On Monday, October 10, 2022, the websites of several US airports were disrupted due to a large-scale campaign of distributed denial-of-service (DDoS) attacks, in which servers were flooded with web traffic to knock websites offline.
The victims include Los Angeles International Airport (LAX), Hartsfield-Jackson Atlanta International Airport (ATL), Chicago O'Hare International Airport (ORD), as well as other airports in Florida, Colorado, Arizona, Kentucky, Mississippi and Hawaii.
The DDoS attacks meant that these airports’ public-facing websites were either offline for a few hours, intermittent or slow to respond. They did not have any direct impact on airport operations.
Some airport authorities, such as LAX, notified the Transportation Security Administration and the FBI about the incident.
Later that day, the pro-Russian hacktivist group ‘KillNet’ claimed the attack and listed 14 targeted domains on a Telegram channel.
This is not the first time KillNet has used this type of attack. In March 2022, they knocked a US airport’s website offline in retaliation for US support for Ukraine, according to a federal cybersecurity advisory.
However, several security researchers criticized some of the US media’s first headlines when the news broke, some of which omitted to mention the attack only impacted the airports’ websites, while others mentioned that the group was “linked to the Russian Federation.”

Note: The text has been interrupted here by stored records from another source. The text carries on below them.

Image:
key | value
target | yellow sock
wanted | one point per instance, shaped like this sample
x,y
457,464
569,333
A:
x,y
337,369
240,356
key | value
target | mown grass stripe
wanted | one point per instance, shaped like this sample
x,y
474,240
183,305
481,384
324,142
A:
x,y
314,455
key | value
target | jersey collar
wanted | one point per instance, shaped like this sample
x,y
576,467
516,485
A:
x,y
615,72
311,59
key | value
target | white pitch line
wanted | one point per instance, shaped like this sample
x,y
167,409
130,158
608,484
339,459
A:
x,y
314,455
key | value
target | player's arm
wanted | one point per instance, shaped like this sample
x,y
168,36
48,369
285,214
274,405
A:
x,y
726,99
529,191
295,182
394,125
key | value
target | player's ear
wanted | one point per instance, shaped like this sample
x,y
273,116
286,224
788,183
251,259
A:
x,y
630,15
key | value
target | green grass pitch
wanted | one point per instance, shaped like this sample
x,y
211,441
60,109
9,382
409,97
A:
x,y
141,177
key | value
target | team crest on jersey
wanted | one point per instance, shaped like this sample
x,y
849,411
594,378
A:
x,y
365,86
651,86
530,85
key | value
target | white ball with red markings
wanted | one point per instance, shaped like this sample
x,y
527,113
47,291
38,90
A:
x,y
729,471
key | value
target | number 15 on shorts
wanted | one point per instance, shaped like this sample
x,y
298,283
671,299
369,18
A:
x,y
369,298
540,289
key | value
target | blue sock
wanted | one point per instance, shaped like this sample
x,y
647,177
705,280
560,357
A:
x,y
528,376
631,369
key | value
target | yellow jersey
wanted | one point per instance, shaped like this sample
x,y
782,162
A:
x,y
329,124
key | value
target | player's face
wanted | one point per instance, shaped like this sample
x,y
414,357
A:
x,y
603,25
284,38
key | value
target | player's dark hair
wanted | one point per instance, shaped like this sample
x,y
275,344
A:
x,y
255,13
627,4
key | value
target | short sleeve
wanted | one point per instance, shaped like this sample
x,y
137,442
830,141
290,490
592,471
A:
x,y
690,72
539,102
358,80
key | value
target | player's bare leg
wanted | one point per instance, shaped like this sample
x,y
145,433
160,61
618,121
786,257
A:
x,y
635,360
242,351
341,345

“The airport attacks, like the state government attacks before them, are what we make of them. DDoS is typically superficial and short-lived but also highly visible. Their limited aim is to manipulate our perceptions. These are not the serious impacts that have kept us awake,” John Hultquist, VP of threat intelligence at Mandiant, said on Twitter.
“A reminder to media that KillNet is [a] bunch of kids, not Russian state cyber capabilities,” said security expert Kevin Beaumont. “You should give coverage equally as you do to [the] IT Army of Ukraine, who DDoS targets in Russia all day very successfully, and have done for months.”